The municipality of Montederramo is located where the Ribeira Sacra meets the Queixa-Manzaneda Massif. To the north of the municipality we can find the San Mamede mountains: the start of the vast Central Ourense Massif (Community Site of Interest). Very close by, we can find the Queixa and O Invernadeiro mountains (the latter being a National Park), in addition to Galicia’s only ski resort: Cabeza de Manzaneda.
The San Mamede mountains are home to the Montederramo Birch Forest, formed of birch tree species interspersed with holly, mountain ash, blueberry trees and, of course, brooms, oak trees and ferns. This is all alongside wild boar, deer, lizards and bats, sparrowhawks, eagles, owls and goshawks.

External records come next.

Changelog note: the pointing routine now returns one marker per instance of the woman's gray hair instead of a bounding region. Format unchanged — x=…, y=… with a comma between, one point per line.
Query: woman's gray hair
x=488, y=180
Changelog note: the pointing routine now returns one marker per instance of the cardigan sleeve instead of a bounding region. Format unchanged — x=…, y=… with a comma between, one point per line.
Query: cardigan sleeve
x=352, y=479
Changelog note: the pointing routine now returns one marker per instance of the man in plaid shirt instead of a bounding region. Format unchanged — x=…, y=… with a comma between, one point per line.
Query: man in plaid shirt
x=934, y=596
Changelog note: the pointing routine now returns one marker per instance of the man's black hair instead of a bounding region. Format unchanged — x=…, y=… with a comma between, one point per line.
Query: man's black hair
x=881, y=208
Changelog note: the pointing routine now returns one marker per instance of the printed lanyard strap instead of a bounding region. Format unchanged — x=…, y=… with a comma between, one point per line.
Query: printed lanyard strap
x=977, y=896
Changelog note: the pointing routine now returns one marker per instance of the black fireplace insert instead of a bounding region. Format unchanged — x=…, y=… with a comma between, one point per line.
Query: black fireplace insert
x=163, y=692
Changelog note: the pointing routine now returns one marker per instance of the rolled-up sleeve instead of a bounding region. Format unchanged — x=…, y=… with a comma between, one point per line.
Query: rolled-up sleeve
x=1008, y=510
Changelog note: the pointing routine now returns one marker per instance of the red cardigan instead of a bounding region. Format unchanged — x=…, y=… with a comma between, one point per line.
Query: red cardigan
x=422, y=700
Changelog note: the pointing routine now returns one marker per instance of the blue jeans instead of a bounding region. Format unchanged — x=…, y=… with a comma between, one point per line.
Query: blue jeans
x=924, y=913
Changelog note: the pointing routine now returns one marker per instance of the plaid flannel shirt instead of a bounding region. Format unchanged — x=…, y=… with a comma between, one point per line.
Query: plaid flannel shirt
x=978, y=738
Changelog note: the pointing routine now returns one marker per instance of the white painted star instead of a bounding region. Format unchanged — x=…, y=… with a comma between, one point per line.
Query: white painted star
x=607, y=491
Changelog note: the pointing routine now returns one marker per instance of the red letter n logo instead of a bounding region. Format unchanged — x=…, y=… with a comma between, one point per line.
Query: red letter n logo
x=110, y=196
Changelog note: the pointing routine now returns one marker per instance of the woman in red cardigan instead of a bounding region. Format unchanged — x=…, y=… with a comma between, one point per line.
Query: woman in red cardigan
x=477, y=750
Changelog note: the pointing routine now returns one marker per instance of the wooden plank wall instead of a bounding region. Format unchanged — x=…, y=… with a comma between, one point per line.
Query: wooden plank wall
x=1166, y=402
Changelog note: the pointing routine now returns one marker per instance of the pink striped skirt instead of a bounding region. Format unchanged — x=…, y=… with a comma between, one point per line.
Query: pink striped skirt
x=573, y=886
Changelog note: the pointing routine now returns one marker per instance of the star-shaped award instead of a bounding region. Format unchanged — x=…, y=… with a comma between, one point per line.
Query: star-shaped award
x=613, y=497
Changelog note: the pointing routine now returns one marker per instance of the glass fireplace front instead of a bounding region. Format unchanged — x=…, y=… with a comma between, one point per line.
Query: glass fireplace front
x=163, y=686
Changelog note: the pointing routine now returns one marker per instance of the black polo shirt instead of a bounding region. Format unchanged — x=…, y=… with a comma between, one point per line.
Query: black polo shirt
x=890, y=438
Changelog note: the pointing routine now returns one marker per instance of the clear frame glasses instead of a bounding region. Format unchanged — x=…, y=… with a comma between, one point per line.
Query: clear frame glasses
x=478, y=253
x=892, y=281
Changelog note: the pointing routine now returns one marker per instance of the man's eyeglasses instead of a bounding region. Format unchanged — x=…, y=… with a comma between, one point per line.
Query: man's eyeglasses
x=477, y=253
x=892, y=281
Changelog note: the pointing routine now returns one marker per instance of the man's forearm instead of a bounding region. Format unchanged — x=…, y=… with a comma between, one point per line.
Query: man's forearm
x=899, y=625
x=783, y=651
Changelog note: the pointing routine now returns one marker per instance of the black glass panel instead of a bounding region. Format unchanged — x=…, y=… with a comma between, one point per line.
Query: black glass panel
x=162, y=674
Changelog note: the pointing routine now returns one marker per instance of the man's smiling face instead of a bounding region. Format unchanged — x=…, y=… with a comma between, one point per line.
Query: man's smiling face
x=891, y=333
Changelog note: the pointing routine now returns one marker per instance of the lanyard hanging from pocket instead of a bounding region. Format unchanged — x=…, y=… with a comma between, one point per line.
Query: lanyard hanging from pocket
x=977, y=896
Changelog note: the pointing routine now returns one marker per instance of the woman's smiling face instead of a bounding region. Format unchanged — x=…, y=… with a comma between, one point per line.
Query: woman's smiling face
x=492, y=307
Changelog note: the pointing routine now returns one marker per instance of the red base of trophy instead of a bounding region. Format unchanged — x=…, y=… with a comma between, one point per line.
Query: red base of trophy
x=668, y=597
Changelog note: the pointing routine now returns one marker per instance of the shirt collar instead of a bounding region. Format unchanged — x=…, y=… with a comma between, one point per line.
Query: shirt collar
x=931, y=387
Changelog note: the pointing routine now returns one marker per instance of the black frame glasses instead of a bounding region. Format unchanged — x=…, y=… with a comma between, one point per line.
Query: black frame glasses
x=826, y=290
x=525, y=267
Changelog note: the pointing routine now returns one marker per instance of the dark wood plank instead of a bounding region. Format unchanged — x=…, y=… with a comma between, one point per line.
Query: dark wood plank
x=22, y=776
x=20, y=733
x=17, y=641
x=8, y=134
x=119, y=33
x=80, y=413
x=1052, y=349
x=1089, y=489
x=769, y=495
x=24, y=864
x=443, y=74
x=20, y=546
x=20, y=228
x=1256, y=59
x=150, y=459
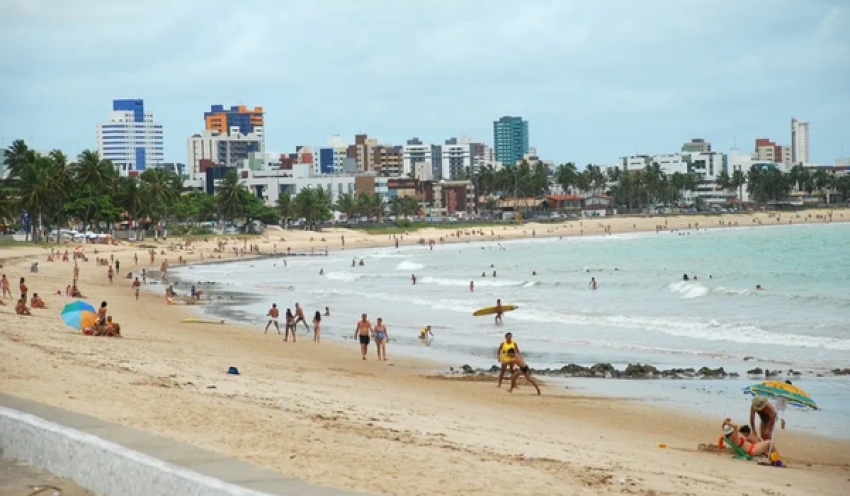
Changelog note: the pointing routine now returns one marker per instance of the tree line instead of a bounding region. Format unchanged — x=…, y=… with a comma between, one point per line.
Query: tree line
x=43, y=192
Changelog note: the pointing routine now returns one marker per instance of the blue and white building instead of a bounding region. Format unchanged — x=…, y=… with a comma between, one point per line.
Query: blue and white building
x=131, y=138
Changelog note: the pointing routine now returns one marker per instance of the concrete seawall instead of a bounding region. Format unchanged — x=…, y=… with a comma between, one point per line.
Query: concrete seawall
x=113, y=460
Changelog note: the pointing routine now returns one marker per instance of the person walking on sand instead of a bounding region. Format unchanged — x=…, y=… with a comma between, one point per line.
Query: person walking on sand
x=4, y=287
x=381, y=339
x=317, y=326
x=273, y=314
x=363, y=332
x=290, y=326
x=504, y=359
x=299, y=317
x=516, y=359
x=136, y=286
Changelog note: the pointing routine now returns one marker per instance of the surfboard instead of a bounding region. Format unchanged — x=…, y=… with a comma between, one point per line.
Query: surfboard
x=492, y=310
x=192, y=320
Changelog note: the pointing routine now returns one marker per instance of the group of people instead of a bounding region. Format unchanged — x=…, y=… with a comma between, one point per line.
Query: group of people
x=292, y=321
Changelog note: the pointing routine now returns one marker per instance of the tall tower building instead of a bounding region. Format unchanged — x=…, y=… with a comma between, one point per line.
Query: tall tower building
x=799, y=142
x=131, y=138
x=510, y=139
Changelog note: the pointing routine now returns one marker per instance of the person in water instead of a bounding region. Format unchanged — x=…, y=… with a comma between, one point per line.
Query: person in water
x=744, y=440
x=516, y=359
x=767, y=417
x=504, y=358
x=381, y=339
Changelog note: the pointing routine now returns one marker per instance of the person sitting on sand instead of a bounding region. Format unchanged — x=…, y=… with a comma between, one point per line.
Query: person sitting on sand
x=21, y=307
x=37, y=302
x=744, y=441
x=515, y=358
x=767, y=417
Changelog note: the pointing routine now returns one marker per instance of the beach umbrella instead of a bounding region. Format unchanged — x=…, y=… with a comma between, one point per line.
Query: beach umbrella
x=79, y=315
x=782, y=394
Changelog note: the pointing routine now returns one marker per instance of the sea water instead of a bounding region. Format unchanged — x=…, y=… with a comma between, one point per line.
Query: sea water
x=643, y=311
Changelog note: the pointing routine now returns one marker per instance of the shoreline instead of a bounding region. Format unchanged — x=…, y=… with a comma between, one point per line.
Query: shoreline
x=316, y=411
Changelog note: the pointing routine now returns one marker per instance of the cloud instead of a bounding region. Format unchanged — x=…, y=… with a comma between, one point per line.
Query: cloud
x=434, y=68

Birch trees were numerous because their wood was so useful. This material has traditionally been used across the region for woodwork and carpentry, such as clog-making (most famously in Vilariño Frío) or producing farming instruments.
This forest also has a dark side, as it was the werewolf Romasanta’s preferred location for carrying out many of his murders.
Manuel Blanco Romasanta, popularly known as “O do Unto” (The Lard Man), confessed in the late 19th century to becoming a werewolf whenever there was a full moon, because of a curse. This gave rise to legends such as the “Home do Saco” or the “Sacamantecas” and the memory of this werewolf - roaming through the birch forest under a full moon - lives on. This is Spain’s only documented case of a werewolf.
A certified hiking route is available: PR-G 182 or the Gabin Birch Forest Route. We particularly recommend this route in autumn, when the foliage of these trees are tinted shades of ochre and red.